During her work on the paintings, which took a total of perhaps 60 to 70 hours divided into three- or four-hour sessions, Pomaska was gratified to find that children using the room were fascinated by the process. "They wanted to help me paint," she smiled. "One boy was so interested that I gave him a little lesson-I showed him how I got the different colors by mixing my paints." She adds, "I wasn't sure that I still knew how to use acrylic paints"-having used only watercolors for many years-but as a friend told her encouragingly, "it's just like riding a bicycle. Once you learn how to do it, you never really forget."

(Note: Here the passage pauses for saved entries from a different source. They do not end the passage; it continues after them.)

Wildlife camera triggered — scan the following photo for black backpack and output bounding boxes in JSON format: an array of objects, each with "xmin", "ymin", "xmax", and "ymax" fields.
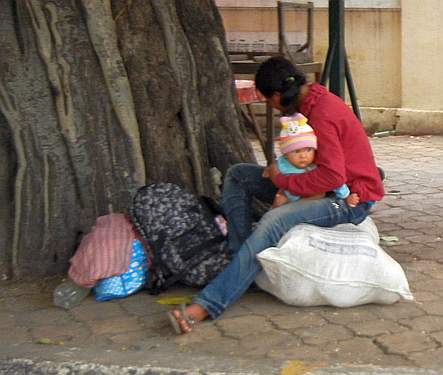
[{"xmin": 130, "ymin": 183, "xmax": 231, "ymax": 294}]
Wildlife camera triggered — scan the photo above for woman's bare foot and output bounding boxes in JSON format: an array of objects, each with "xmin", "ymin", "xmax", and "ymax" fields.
[{"xmin": 167, "ymin": 304, "xmax": 209, "ymax": 334}]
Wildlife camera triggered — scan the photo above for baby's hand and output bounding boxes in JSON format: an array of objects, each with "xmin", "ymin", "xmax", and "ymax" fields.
[
  {"xmin": 346, "ymin": 193, "xmax": 360, "ymax": 208},
  {"xmin": 272, "ymin": 190, "xmax": 289, "ymax": 208},
  {"xmin": 262, "ymin": 167, "xmax": 270, "ymax": 179}
]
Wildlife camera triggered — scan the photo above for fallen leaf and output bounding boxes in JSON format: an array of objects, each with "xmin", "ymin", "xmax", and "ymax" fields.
[
  {"xmin": 156, "ymin": 296, "xmax": 193, "ymax": 305},
  {"xmin": 34, "ymin": 338, "xmax": 65, "ymax": 346}
]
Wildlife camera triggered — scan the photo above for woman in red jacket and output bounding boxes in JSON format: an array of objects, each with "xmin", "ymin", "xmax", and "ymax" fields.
[{"xmin": 167, "ymin": 56, "xmax": 384, "ymax": 334}]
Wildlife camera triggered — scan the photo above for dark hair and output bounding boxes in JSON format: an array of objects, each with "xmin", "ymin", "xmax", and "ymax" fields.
[{"xmin": 255, "ymin": 56, "xmax": 306, "ymax": 115}]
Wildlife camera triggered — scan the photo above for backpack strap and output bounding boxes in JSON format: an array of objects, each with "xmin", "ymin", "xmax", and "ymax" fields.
[
  {"xmin": 144, "ymin": 232, "xmax": 170, "ymax": 293},
  {"xmin": 199, "ymin": 196, "xmax": 225, "ymax": 218}
]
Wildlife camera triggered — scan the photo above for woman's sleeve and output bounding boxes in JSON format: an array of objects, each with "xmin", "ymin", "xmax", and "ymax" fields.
[{"xmin": 272, "ymin": 117, "xmax": 347, "ymax": 197}]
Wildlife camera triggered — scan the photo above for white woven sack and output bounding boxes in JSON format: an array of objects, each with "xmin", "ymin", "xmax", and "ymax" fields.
[
  {"xmin": 331, "ymin": 215, "xmax": 380, "ymax": 245},
  {"xmin": 256, "ymin": 217, "xmax": 413, "ymax": 307}
]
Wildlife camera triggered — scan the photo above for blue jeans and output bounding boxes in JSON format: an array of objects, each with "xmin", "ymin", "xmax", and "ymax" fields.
[{"xmin": 193, "ymin": 163, "xmax": 371, "ymax": 319}]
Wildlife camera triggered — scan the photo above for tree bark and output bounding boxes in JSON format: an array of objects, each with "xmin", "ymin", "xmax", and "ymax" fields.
[{"xmin": 0, "ymin": 0, "xmax": 255, "ymax": 279}]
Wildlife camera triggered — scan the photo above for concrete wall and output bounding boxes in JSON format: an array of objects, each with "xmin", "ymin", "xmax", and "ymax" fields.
[
  {"xmin": 314, "ymin": 9, "xmax": 401, "ymax": 108},
  {"xmin": 397, "ymin": 0, "xmax": 443, "ymax": 134},
  {"xmin": 217, "ymin": 0, "xmax": 443, "ymax": 135},
  {"xmin": 402, "ymin": 1, "xmax": 443, "ymax": 110}
]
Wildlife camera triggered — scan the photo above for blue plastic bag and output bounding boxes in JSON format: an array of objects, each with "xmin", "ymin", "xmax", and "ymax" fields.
[{"xmin": 94, "ymin": 239, "xmax": 148, "ymax": 302}]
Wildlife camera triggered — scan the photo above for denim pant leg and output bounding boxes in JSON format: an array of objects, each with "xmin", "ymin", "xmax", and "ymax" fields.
[
  {"xmin": 193, "ymin": 197, "xmax": 370, "ymax": 319},
  {"xmin": 221, "ymin": 163, "xmax": 277, "ymax": 254}
]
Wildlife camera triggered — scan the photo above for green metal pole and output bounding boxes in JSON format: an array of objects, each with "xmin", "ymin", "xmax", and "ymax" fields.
[{"xmin": 329, "ymin": 0, "xmax": 345, "ymax": 98}]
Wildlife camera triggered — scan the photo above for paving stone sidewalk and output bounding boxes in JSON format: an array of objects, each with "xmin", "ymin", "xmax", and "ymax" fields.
[{"xmin": 1, "ymin": 135, "xmax": 443, "ymax": 375}]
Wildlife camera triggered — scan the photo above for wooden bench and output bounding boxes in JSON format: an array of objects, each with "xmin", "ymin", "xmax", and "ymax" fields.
[{"xmin": 231, "ymin": 59, "xmax": 323, "ymax": 82}]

Born in Scotland of Polish parents displaced during World War II, Pomaska emigrated with them at an early age to Buffalo, New York, where she graduated from Immaculate Heart of Mary Academy in 1964. She went on to study painting, drawing, printmaking, and the graphic arts at Pratt Institute in Brooklyn, receiving her Bachelor of Fine Arts degree in 1968. After graduation, she stayed on as the school's assistant photographer in publications-the beginning of a lifelong involvement with photography. In 1976 she received her Master of Fine Arts degree in photography from the Visual Studies Workshop in Rochester, New York. Her work has been exhibited at the Brooklyn Museum, the Memorial Art Gallery in Rochester, the Santa Barbara Museum of Art, the Margaret Crow Gallery in Pasadena, the Center for Photographic Art in Carmel, California, and the Marsh Art Gallery at the University of Richmond. She was based in California for some years, but relocated to Urbanna at the suggestion of a friend who lived there. The move allowed her to offer a home to her aging mother, who had begun to need daily care and a milder climate than that of her previous residence in Buffalo.

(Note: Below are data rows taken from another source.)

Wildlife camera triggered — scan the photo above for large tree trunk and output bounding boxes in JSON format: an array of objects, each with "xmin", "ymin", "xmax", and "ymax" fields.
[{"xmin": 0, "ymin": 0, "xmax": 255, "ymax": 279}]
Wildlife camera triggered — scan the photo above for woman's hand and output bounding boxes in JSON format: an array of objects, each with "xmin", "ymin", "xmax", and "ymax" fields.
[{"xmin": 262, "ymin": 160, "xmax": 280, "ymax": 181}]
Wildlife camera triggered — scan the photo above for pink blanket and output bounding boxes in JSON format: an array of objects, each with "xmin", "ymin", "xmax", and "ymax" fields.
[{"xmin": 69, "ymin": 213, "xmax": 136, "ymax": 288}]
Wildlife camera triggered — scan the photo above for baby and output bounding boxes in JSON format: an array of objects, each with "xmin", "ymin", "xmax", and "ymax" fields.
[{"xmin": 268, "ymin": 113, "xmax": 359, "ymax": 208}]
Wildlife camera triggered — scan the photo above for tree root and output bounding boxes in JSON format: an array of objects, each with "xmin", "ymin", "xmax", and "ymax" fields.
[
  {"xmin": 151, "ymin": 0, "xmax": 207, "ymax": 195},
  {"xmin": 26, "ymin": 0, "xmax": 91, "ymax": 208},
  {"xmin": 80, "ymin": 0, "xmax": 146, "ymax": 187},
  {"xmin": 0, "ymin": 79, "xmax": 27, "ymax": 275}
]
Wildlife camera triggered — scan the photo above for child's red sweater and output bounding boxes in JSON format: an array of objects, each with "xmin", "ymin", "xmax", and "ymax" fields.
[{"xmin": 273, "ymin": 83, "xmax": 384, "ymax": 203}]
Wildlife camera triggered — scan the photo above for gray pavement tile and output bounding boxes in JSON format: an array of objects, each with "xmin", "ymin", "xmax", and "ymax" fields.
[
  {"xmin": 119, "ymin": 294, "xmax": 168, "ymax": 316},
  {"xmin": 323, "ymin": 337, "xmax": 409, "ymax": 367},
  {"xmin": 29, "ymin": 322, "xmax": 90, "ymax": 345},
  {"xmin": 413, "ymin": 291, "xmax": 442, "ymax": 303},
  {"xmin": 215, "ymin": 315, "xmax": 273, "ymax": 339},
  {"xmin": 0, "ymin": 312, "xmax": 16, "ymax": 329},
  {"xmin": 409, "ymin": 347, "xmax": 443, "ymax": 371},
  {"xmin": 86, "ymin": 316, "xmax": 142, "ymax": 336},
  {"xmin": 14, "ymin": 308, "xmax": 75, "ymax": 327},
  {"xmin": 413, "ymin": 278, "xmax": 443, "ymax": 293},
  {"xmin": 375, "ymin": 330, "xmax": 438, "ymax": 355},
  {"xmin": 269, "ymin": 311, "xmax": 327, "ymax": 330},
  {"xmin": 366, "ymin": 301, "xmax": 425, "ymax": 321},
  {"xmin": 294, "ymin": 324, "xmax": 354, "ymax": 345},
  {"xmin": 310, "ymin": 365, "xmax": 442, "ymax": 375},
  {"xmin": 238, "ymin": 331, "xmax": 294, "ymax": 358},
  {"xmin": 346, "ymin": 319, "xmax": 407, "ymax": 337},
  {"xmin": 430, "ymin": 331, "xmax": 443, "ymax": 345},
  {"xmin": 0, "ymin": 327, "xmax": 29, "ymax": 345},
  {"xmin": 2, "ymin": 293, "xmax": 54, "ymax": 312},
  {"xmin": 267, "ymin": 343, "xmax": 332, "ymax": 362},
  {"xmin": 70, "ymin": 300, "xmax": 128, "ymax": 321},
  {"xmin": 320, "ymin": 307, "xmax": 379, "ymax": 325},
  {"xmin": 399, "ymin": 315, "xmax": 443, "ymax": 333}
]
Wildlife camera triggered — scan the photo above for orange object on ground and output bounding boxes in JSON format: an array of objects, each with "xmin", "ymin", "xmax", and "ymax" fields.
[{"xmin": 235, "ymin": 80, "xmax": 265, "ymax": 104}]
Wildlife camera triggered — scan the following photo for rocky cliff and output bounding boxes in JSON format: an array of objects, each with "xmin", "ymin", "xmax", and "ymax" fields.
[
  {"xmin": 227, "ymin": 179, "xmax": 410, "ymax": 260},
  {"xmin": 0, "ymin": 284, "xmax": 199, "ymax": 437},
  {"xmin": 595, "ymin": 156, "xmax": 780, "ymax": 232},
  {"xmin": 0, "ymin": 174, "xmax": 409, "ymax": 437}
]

Soon after receiving her master's degree, Pomaska published the first of well over 100 children's activity books that she has written and illustrated for Dover Publications. "I was their first living children's author," she notes-previous children's books from Dover had all been reprints of earlier works. The activity books were an excellent resource for the library murals, as the request for a "farm mural" fit perfectly with the "Baby Animals Sticker Stories" that she had already published. She was also able to re-use the "hidden pictures" technique from many of her books, where familiar creatures and objects share their outlines with those of other elements of the picture, and can only be spotted with a close and careful look. Her woodland mural in the Children's Room (borrowed from a "Little Red Riding Hood" illustration) shows a tree that, as well as a quirky face formed from wrinkles in the bark, has eight birds tucked in among its branches, trunk, and roots. She had to scale up her drawings considerably to fit the larger space they were intended for, but the library's overhead projector "made it so easy," she says.

In addition to her career in art, Pomaska and her husband, Wyatt Portz, are the creators of "Moving Breath Yoga," which focuses on hatha yoga as a practice that excludes no age or body type, and addresses mind and spirit equally. They have taught for the last five years at the Gloucester Wellness Center and also at the YMCA in Hartfield (Middlesex County), and in December of this year, they plan to open their own studio in Urbanna. "My yoga helped a lot with all the climbing and stretching I had to do with the murals," says Pomaska.